Dimensions
162 x 240 x 39mm
Throughout history, maps have been fundamental in shaping our view of the world, and our place in it. But far from being purely scientific objects, world maps are unavoidably partial and subjective, intimately bound up with the systems of power, authority and creativity of particular times and places. Mapmakers do not simply represent the world, they construct it out of the ideas of their age.

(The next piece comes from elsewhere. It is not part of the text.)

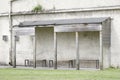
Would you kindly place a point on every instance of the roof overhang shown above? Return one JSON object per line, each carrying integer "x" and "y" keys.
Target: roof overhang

In this scintillating book, Jerry Brotton examines the significance of twelve world maps drawn from global history - from the mystical representations of ancient history to the satellite-derived imagery of today. He vividly recreates the environments and circumstances in which each of the maps was made, showing how each conveys a highly individual view of the world - the Jerusalem-centred Christian perspective of the fourteenth-century Hereford Mappamundi, the earliest Korean map showing the world including Europe, the first truly globalised world view of the Portuguese Diogo Ribeiro in the early sixteenth century, the Peters projection of the 1970s which aimed to give equality to 'the third world', and the earth according to Google. In each case, Brotton shows how the maps both influenced and reflected contemporary events and how, by reading these maps, we can better understand the worlds that produced them.
Although the way we map our surroundings is once more changing dramatically, Brotton argues that maps today are no more definitive or objective than they have ever been - but that they continue to recreate, shape and mediate our view of it. Readers of this book will never look at a map in quite the same way again.